From The Wall Street Journal

Massachusetts officials thought they were close to securing future supplies of green energy by piping in hydroelectric power from Canada.

But a week after Massachusetts said yes to the $1.6 billion project, neighboring New Hampshire said no, jeopardizing the 192-mile transmission line that would bring in the electricity through the Granite State.

The rejection earlier this month marked the latest example of how hard it is to build large energy infrastructure in New England, which is pursuing aggressive renewable power goals and sometimes strains to meet current, pressing electricity needs.

The six-state region—where electricity costs are 56% above the national average—is heavily dependent on natural gas-fired powerafter years of losing older, uneconomic coal, oil and nuclear plants to retirement. Gas is also in high demand for heating area homes.

Yet New England sometimes has difficulty importing enough natural gas to satisfy its needs due to a shortage of pipelines, including conduits to the cheap natural gas being produced less than 400 miles away from Boston, in Pennsylvania, where shale drilling has helped trigger a boom.

“The not-in-my-backyard concept is extraordinarily powerful in New England,” said Chris Lafakis, the head energy economist at Moody’s Analytics.

New England turned to burning oil for electricity during a two-week winter cold snap around Christmas and New Year’s, using about 2 million barrels—more than twice the oil burned in all of 2016, according to ISO New England, the organization that runs the region’s power grid. The strain was so acute that the North American arm of French energy company Engie SA recently brought a shipment of liquefied natural gas—including fuel that originated about 5,000 miles away in Russia—to Everett, Mass., from Europe.

ISO New England warned in a February report that without some new infrastructure, “keeping the lights on in New England will become an even more tenuous proposition.” With more power plants set to retire in coming years, ISO New England said, the grid is likely to be at risk of fuel shortages and rolling blackouts.

The region’s energy constraints and high costs are an irritant for business groups such as Associated Industries of Massachusetts, which represents several thousand businesses.
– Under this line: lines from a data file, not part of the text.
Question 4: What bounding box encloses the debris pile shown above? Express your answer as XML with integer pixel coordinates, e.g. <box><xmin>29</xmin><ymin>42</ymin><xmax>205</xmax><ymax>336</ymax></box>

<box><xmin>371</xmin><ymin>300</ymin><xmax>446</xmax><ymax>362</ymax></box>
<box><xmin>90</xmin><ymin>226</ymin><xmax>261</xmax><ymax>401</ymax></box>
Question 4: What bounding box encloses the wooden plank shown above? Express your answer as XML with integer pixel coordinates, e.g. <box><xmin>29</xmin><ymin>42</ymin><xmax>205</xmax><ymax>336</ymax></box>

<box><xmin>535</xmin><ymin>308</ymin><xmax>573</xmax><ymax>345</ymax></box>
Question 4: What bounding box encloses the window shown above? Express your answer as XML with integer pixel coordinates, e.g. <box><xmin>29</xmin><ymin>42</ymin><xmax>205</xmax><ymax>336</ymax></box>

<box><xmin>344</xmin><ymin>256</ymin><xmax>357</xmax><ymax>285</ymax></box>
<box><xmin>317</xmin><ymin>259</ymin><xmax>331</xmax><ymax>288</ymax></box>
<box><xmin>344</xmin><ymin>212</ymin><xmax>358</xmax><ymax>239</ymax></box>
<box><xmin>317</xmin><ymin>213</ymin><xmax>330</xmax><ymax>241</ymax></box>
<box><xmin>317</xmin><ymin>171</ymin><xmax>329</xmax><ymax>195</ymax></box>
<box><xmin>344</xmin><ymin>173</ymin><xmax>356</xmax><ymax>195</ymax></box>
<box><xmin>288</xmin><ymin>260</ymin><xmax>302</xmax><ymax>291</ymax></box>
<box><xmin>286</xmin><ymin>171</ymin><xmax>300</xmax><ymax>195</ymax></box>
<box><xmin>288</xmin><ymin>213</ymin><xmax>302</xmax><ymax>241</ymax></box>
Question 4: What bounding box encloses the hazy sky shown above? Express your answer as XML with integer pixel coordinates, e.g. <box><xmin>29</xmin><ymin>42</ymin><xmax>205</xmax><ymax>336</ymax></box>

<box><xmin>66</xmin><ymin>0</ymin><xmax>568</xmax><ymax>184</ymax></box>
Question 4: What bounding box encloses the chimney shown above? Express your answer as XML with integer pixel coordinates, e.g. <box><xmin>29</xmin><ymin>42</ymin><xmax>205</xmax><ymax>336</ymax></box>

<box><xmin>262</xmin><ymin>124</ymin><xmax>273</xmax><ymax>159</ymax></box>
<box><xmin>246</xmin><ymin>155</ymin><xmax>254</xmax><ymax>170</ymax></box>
It says those costs make it harder for companies to compete, putting jobs at risk.

Energy constraints also frustrate some of the area’s politicians, including New Hampshire Gov. Chris Sununu, who opposed his state’s decision to block the power line to Massachusetts, known as Northern Pass.

The power line defeat “sends a pretty bad message out there that our process isn’t conducive to looking at new ideas,” Mr. Sununu, a Republican, said in a radio interview earlier this month. “You can’t just say no to everything.”

New England states have ambitious mandates to meet future electricity needs with clean energy—populous Massachusetts wants 40% of its power from clean energy sources by 2030. Those goals have spurred some renewable energy installations, including dozens of projects totaling more than a gigawatt of wind-powered capacity.

But the large-scale energy infrastructure to meet those goals and increase access to fuel supplies in the region has been a nonstarter in recent years.

The developers of Cape Wind, an offshore wind farm once planned off Cape Cod, formally gave up last year after more than a decade of intense local opposition and legal challenges.

Kinder Morgan Inc. in 2016 abandoned a more than $3 billion natural-gas pipeline, Northeast Energy Direct, saying it didn’t have enough buy-in from utilities and faced a tough regulatory environment. The pipeline drew stiff opposition from environmentalists and communities worried about property values, potential safety issues and damage to the landscape.

Massachusetts officials hoped to take a big step toward their green-energy goals with the Northern Pass power line, which would import enough cheap hydroelectric power from Quebec to light up as many as 1.1 million homes. Adding a major resource that wasn’t gas was a selling point. “Resources such as hydropower are critical to us,” said Matthew Beaton, the state’s energy and environmental affairs secretary, when the selection was announced last month.

But in woodsy New Hampshire, the idea of turning part of the state into an extension cord for Massachusetts has long been controversial. New Hampshire’s Site Evaluation Committee voted the project down this month, citing concerns including a negative impact on tourism and property values.

Eversource Energy , which proposed the line, is mounting an appeal, arguing that the committee didn’t give the project proper consideration. “We’re going to remind them of their legal obligation to do so,” said Eversource New Hampshire President Bill Quinlan.

Massachusetts officials have said they are sticking with Northern Pass for now, but will also start negotiating with the developers of another project that could bring Canadian hydropower via a transmission line through Maine, though not as quickly.

Some environmentalists played down concerns that New England can’t get energy projects built.  Peter Rothstein, president of the Northeast Clean Energy Council, said his group supports infrastructure that leads to cleaner power, like offshore wind, which he called a huge resource right off the New England coastline.

“It’s not that you can’t get something built, it’s that you have to get the process right,” he said.